今回、色々な意味で最も印象に残ったのは、タイムロードのブース。入るといきなり非常に躍動感のある音が鳴っているので何を演奏しているのかと思って席に着くと、なんとiPhoneから有線ケーブル(カメラ・アダプタ+USBケーブル)でCHORDのDAC、HugoTTに信号を入れて、CHORDのパワーアンプ経由で、TADのスピーカーCE1を鳴らしている。iPhoneをCDプレーヤーに代えても演奏したが、音はiPhoneからの方が鮮明に聴こえた。新しいDAC、DAVEによるハイレゾDSDファイルの試演も行って、音自体はその方がステージのライブ感の再現という点で上だったが、体験という意味ではiPhoneの方が強烈だった。
このブースは、定在波対策からか、部屋を斜めに使って(こんなのは初めてだ)平行面の壁を排し、柱状拡散体を配するなどの音響処理をしていたことも、音の躍動感に影響を与えただろう。完成度の高いTADのスピーカーの豪快な鳴りっぷりももちろん寄与したと思う。
私はここ数年はスピーカーを中心に聴いているが、Franco SerblinやYG Acousticsなど有名どころは当然にどれもそれぞれに個性があっていい。珍しいところでは、ハイエンドのブースでドイツのLansche Audioのアクティブ・スピーカーNo.4.1が透明感の高い高音域に、それでいて低音も伸びているという、他のスピーカーがローズウッドとすればヒノキの無垢材のような、アナログにも通じるピュアな音を聴かせていて印象的だった(アンプはEMM Labs)。
あと印象の残ったものと言えば、レコードと真空管。心が落ち着いて心地いい時間が過ごせる。オーディオを部門別にみると、世界的に伸び率が最も高いのはレコードだそうだ。アメリカでは、レコードを買っている人の半分は25歳以下という調査もある。(MusicWatch

一方で今回改めて感じたのは、現代のデジタル・オーディオの最前線を引っ張っている多くの海外ブランド(Weiss、LUMINなど)が、このショウには出ていないことだ。それでいいのだろうか、という気はした。

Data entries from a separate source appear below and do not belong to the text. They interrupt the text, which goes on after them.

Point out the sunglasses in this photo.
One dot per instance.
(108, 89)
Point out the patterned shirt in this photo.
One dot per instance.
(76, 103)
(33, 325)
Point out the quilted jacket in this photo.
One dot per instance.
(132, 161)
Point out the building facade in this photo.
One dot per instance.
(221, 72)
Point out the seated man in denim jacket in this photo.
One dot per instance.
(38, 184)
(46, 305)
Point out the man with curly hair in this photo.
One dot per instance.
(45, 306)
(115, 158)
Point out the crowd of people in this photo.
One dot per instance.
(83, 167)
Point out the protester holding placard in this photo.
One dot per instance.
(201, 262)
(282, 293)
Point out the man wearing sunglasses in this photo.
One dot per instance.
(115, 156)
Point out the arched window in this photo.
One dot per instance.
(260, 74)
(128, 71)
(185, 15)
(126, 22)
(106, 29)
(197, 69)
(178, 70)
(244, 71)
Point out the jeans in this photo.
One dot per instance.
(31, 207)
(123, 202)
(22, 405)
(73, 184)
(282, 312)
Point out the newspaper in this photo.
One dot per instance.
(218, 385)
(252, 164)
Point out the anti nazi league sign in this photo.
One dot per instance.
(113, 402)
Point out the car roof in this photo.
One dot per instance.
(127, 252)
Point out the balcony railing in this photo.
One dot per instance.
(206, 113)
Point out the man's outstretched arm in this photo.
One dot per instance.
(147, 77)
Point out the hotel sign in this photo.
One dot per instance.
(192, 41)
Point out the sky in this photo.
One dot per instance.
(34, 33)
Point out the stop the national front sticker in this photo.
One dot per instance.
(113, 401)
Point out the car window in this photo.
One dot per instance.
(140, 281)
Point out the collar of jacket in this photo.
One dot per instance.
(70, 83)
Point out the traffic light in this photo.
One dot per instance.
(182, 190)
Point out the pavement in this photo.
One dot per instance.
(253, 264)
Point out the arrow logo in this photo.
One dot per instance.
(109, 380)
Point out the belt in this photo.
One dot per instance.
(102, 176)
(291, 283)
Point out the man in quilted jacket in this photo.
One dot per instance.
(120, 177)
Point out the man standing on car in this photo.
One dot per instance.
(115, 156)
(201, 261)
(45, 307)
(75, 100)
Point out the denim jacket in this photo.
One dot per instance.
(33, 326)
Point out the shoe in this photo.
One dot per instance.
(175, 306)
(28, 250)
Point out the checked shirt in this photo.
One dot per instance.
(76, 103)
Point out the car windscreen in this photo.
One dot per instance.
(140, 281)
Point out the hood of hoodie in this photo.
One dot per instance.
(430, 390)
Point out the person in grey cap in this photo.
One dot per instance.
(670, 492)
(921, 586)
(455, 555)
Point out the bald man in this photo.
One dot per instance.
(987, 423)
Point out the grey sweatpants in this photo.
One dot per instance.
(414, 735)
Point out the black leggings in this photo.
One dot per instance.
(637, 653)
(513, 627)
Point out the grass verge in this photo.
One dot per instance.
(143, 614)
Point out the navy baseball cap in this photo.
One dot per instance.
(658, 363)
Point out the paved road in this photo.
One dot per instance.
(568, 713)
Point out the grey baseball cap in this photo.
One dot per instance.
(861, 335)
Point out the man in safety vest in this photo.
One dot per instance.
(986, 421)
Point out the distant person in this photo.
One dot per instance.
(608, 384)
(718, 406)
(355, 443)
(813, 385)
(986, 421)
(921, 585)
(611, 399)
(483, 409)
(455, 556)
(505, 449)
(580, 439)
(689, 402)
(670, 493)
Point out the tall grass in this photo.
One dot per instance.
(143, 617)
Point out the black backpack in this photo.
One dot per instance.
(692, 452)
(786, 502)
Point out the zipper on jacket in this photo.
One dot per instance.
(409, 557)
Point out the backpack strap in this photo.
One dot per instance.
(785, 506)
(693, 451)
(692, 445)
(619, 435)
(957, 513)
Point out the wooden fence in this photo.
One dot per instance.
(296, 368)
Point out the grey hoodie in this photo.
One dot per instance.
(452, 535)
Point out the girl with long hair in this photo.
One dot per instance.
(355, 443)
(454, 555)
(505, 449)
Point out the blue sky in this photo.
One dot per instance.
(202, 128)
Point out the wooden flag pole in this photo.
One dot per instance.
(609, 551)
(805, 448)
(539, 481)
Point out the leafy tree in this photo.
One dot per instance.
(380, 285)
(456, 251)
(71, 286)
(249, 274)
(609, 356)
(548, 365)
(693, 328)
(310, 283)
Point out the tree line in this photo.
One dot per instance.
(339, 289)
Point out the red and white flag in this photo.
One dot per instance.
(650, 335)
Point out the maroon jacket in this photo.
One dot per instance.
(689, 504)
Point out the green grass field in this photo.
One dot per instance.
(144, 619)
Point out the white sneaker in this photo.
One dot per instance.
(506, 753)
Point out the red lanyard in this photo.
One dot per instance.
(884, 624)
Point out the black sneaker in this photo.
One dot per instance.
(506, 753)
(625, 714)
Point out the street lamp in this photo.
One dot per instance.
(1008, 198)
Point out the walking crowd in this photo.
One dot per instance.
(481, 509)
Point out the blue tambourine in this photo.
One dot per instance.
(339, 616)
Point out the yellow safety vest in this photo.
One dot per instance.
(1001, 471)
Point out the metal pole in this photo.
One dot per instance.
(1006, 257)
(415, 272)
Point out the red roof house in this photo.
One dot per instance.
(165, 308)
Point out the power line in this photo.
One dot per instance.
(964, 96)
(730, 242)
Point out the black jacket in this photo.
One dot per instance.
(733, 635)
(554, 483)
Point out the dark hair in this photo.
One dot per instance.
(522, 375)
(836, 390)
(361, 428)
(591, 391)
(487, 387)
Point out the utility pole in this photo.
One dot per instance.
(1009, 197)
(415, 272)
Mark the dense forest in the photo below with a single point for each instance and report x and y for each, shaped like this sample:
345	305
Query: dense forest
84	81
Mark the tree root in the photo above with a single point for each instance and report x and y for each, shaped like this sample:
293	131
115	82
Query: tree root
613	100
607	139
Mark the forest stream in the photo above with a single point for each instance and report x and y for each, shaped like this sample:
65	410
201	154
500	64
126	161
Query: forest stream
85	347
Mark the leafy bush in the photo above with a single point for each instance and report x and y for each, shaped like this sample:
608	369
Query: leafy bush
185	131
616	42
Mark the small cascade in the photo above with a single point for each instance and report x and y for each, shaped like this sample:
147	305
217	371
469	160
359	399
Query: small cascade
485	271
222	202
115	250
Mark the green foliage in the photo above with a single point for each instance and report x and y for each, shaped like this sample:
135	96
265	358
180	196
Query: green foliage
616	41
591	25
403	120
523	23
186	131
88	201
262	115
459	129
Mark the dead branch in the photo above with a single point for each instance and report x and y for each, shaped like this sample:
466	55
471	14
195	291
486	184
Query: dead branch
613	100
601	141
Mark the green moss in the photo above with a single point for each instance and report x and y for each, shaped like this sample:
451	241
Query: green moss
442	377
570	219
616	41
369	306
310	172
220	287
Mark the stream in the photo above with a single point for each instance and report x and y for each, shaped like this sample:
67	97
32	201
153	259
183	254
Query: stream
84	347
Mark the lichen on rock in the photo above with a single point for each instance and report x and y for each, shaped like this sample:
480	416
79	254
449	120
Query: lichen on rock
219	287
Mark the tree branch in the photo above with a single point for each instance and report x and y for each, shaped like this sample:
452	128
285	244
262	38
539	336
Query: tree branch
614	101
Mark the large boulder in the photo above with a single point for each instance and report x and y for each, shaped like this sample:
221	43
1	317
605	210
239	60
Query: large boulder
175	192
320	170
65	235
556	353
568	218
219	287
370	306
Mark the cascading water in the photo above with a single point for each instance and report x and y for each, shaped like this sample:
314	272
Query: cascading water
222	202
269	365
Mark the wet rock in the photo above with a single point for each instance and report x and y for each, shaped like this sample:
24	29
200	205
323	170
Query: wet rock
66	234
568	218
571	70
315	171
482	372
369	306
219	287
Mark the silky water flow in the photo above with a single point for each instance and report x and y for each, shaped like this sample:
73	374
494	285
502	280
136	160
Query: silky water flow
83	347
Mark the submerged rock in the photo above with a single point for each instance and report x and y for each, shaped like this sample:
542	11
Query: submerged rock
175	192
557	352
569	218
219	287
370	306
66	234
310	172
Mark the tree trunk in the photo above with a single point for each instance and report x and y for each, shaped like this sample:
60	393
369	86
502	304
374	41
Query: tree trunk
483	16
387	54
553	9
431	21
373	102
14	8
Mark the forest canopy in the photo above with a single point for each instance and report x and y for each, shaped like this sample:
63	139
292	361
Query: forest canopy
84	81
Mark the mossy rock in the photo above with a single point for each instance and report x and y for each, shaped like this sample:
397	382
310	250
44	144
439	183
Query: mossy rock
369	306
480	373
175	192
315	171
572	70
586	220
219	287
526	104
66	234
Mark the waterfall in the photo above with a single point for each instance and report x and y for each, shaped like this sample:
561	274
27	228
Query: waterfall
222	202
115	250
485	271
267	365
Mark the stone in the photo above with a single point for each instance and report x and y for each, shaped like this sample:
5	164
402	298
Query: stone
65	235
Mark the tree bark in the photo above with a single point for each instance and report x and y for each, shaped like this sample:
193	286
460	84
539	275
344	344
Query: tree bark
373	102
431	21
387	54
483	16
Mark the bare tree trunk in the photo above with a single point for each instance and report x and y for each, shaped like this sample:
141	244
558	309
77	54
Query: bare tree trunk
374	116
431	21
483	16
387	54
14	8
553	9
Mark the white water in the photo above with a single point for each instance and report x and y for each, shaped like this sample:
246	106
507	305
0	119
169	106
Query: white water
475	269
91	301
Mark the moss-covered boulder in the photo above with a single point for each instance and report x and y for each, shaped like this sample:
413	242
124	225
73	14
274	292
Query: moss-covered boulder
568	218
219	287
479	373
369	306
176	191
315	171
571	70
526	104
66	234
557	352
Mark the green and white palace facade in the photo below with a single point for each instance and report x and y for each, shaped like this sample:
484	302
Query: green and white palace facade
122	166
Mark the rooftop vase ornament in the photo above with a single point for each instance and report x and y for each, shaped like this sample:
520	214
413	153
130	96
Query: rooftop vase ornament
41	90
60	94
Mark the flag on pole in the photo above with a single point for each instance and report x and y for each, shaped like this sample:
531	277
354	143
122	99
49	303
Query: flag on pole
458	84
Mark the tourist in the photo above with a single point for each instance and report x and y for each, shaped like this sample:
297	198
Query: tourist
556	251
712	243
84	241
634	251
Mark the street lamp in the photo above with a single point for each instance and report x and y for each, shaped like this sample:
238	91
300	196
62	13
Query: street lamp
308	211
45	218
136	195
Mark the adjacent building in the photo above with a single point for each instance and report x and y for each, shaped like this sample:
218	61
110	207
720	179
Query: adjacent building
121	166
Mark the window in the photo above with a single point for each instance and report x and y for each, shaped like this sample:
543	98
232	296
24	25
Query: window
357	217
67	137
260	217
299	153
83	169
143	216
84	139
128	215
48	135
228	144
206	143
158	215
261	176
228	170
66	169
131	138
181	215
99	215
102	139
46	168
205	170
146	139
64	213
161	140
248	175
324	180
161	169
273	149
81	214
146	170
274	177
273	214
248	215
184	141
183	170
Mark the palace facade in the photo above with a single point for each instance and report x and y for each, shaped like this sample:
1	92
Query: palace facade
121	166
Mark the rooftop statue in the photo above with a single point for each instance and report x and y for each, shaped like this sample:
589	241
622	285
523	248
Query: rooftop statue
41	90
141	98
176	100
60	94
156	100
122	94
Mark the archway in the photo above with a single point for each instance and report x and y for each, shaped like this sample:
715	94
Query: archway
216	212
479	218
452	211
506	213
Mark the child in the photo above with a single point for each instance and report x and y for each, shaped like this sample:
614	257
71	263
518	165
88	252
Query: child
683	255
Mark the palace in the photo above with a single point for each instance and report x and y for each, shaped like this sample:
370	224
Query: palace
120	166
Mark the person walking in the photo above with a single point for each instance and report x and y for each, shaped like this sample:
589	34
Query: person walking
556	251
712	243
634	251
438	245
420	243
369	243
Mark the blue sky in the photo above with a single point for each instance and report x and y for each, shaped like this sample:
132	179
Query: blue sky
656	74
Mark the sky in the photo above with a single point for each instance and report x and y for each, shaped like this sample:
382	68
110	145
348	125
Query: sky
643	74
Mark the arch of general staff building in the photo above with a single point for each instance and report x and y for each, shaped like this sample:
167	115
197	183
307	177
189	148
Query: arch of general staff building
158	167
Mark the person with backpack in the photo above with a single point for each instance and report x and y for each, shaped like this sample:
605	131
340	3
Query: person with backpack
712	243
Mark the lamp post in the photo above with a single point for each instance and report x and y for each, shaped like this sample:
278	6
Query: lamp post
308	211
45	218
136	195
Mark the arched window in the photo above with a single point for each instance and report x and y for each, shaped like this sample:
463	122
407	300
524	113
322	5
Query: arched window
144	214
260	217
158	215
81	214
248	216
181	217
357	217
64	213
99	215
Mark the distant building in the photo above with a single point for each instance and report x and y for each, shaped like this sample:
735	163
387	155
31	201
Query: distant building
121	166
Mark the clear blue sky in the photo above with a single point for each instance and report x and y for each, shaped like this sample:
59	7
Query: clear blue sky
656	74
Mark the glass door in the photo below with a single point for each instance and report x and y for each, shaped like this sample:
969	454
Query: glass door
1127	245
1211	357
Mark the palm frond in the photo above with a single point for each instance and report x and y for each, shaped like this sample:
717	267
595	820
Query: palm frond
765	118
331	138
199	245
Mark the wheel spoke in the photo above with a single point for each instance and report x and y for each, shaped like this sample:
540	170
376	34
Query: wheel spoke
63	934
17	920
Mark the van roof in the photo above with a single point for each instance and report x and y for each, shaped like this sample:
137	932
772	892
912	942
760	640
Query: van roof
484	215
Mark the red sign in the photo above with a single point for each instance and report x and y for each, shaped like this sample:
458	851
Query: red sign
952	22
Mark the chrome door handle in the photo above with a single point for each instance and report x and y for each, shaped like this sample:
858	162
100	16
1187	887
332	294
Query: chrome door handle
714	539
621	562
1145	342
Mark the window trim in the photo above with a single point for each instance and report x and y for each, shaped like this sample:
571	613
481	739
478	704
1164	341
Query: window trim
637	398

CD品質、あるいはハイレゾ品質の音楽信号が、ストリーミングで(それにダウンロードも併用できて)ステレオ・システムに直接入って来れば、我々の音楽ライフは一変するだろう。中心となる機器としては、USB-DAC(A/B端子)付きのネットワーク・プレーヤーが有力だ。それに加えて、現状では、膨大な非圧縮音源を持つTIDALにつながることが必須となるだろう(日本ではまだだが。Apple Musicは同じ圧縮音源であるGoogle Play MusicやKKBoxに比べても音が良くない)。
問題はそこへの信号の経路だが、多くの家庭で一般的になりつつある無線LANでもよいが、音質上は不利だ。各部屋にある有線端子としては、テレビの引き込み線がある。これは、インターネットに使えないことはないから、LAN端子が理想としても、現実的にはここらあたりが狙われるのだろうか。
数年来続いていた音の入口の混乱が収束して、今は長い革命の入口に立っていて、その向こうにはいい音と豊かで楽しい音楽ライフが待ち受けているのだと信じたい。